While it's taken time and tenacity, Tyler Perry is slowly trending toward the mainstream. It's a mutual thing - his cultural profile has increased dramatically since TBS began wallpapering his sitcoms - House of Payne, Meet the Browns - all over its sizable Superstation network. Even better, his films have branched out beyond merely recreating his singular stage plays. He's even gone the route of adapting difficult works - like For Colored Girls - in hopes of broadening his range. Of course, as long as he has that pot-smoking, gun-toting, kid-smacking battle axe Madea to rely on, he'll never go broke. As a matter of fact, the defiant drag icon may be his most lasting legacy, a truism built on the anarchic stereotype of the African American matriarch. His latest film, Madea's Big Happy Family takes everything Perry has learned over the last few years, filtered through a more standard narrative formula and, as a result, manages to be the first effort in his catalog that doesn't merely cater to the converted. Even if you don't like his 'Go with God' message, the movie itself is funny and heartfelt enough to win you over.

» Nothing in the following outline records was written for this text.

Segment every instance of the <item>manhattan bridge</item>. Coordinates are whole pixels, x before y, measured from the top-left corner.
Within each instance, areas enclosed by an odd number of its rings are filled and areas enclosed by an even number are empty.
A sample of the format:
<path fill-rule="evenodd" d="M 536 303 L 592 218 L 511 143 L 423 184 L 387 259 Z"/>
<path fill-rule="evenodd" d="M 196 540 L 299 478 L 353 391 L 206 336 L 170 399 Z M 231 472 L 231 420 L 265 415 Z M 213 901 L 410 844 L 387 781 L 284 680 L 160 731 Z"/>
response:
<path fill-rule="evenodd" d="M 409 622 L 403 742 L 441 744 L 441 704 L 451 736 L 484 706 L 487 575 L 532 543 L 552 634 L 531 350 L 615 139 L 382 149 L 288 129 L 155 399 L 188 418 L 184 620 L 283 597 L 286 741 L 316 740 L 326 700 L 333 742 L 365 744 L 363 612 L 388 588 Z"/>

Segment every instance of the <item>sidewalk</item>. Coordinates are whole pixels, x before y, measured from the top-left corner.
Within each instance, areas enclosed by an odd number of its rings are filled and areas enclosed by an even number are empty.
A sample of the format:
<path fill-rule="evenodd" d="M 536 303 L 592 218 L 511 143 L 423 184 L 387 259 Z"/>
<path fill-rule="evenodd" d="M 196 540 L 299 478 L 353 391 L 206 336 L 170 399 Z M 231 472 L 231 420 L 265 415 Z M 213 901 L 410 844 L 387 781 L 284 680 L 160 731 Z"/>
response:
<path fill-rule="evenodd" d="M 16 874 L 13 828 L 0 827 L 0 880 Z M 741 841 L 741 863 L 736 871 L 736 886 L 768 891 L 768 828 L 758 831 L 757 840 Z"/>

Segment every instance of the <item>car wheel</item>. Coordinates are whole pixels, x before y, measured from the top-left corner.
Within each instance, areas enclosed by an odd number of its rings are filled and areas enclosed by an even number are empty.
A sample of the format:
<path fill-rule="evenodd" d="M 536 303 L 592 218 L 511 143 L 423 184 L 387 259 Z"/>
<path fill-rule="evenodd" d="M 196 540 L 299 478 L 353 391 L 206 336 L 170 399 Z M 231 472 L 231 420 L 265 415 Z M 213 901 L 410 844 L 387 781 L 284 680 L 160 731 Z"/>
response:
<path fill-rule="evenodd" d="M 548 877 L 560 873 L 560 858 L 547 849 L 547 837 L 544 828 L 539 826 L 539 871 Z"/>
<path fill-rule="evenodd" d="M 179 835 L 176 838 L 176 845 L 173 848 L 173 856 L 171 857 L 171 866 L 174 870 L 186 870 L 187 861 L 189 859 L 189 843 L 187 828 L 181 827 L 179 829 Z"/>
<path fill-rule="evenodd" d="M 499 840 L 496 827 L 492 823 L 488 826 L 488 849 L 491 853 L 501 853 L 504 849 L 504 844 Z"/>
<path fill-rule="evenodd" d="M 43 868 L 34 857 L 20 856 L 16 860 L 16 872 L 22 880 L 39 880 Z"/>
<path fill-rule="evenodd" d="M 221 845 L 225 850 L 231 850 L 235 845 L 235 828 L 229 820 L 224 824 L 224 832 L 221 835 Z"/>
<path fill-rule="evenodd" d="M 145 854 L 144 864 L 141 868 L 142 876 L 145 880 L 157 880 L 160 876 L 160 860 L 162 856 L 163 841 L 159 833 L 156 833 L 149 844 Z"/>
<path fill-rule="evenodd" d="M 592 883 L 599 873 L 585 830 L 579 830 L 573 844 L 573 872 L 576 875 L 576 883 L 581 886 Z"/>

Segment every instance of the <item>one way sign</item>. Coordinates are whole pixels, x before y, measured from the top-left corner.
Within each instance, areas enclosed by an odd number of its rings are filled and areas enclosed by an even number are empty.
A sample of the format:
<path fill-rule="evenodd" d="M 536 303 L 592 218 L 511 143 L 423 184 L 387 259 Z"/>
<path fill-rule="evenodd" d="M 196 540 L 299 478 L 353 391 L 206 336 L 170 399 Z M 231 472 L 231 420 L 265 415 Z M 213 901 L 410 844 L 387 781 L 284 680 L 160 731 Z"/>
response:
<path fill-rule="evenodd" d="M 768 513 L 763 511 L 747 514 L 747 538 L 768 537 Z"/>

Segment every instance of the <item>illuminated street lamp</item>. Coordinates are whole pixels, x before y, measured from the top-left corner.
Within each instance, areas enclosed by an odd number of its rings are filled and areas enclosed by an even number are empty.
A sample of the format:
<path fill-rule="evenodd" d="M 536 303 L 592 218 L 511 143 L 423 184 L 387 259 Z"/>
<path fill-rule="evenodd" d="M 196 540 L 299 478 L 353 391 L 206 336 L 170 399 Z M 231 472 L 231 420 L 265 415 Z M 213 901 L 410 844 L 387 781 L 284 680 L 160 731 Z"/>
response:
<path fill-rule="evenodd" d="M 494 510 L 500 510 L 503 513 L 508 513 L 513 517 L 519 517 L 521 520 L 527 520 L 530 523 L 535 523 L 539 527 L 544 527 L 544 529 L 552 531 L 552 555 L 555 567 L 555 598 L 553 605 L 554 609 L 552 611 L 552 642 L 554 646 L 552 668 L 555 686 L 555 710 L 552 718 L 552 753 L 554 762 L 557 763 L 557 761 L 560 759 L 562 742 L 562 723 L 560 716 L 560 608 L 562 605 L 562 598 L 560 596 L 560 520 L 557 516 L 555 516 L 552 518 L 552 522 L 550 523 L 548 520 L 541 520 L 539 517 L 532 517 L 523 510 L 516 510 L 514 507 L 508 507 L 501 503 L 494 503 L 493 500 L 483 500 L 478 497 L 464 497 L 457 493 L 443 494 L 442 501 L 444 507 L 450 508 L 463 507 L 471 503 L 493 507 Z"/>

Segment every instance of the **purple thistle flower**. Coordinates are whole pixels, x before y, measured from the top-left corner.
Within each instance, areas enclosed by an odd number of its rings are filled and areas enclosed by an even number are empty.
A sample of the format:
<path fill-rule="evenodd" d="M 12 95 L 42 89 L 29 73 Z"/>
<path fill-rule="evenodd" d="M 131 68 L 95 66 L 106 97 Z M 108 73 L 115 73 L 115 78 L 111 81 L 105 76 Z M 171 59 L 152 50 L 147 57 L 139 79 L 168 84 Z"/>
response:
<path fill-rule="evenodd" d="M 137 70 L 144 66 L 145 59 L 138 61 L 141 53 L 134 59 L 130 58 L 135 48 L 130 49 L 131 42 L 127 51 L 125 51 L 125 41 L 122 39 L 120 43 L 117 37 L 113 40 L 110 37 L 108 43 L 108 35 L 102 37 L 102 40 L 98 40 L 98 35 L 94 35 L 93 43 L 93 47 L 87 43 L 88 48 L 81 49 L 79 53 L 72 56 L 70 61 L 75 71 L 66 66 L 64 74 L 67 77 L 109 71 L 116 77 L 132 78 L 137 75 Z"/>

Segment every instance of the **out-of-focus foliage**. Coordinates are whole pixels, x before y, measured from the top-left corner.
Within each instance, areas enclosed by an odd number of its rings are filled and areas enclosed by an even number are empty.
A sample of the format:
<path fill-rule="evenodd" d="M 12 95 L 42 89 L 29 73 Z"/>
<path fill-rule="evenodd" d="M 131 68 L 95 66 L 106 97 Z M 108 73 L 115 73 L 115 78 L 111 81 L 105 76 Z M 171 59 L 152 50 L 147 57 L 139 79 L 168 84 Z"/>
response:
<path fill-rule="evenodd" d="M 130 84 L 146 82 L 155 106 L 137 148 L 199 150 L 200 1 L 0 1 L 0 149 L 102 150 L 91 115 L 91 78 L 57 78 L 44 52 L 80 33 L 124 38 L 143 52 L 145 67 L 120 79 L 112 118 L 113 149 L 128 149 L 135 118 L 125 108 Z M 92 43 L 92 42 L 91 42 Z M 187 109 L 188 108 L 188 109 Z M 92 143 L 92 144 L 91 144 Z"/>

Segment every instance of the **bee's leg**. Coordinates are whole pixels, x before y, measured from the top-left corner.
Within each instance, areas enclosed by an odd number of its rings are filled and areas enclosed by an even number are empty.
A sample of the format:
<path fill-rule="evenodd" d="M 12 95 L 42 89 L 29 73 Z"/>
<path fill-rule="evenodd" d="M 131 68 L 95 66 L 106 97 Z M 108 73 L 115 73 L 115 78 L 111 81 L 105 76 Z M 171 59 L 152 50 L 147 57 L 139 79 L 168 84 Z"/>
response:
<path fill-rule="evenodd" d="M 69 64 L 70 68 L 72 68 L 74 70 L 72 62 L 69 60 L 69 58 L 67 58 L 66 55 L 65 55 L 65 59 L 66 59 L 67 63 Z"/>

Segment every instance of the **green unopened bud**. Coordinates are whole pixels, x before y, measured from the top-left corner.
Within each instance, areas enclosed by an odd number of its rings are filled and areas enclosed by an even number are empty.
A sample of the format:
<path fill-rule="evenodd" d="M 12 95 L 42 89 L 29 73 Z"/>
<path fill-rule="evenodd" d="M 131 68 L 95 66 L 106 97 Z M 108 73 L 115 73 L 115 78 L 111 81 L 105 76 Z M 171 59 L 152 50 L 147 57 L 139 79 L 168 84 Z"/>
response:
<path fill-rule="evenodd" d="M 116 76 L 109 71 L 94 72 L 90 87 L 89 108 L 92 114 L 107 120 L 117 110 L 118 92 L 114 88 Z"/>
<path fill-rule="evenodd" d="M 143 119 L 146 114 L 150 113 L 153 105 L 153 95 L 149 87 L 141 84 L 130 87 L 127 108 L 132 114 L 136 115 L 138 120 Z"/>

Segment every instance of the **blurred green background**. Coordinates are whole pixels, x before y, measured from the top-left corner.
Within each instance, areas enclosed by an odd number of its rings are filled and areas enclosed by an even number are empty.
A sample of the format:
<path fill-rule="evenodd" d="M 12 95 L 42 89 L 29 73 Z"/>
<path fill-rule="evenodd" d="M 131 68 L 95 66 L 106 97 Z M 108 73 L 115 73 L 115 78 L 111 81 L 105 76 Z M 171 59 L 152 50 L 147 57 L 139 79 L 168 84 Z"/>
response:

Shirley (Loretta Devine) is dying. She has cancer and her last wish is to get the entire family together so she can tell them the bad news. Unfortunately, her kids are nasty and full of themselves. Daughter Tammy (Natalie Desselle-Reid) is a horrible shrew who demeans her well meaning husband of 17 years (Rodney Perry), while successful sister Kimberley (Shannon Kane) constantly tests the patience of her long suffering spouse (Isaiah Mustafa). Only the youngest, Byron (Shad "Bow Wow" Moss), seems settled, even with all his current baby mama drama and a prior stretch in jail for dealing drugs. With little time left, Shirley wants things settled. The rest of the clan can't be bothered. It's up to ornery aunts Bam (Cassi Davis) and Madea (Perry) to make things right, even if some of the strategies they employ will unearth some long dormant secrets.
It's interesting to watch Tyler Perry work without his usual measured net. In the past, he drew on his wealth of wildly successful road show productions, piecemealed together a talented cast, and then basically made sure that the camera was in focus and the stock was running properly. No panache. No finesse. Nothing more than a Kevin Smith with a proclivity toward catering to a different demographic. But Madea's Big Happy Family is different. Actually, it's a bit more of the same but with enough change and accomplished choices to moderate the usual melodrama. The simplified story signals that things will be different. No real raging subplots. No desire to expand the narrative beyond where the filmmaker and his fans are familiar and comfortable. By using the family reunion dynamic as a means of getting his point across, Perry can play around with anything he wants. In this case, he takes Madea out of her comfort zone - i.e., wisecracking voice of reason - and turns her into a crusader of sorts, the champion for the family unit that this frazzled clan clearly needs.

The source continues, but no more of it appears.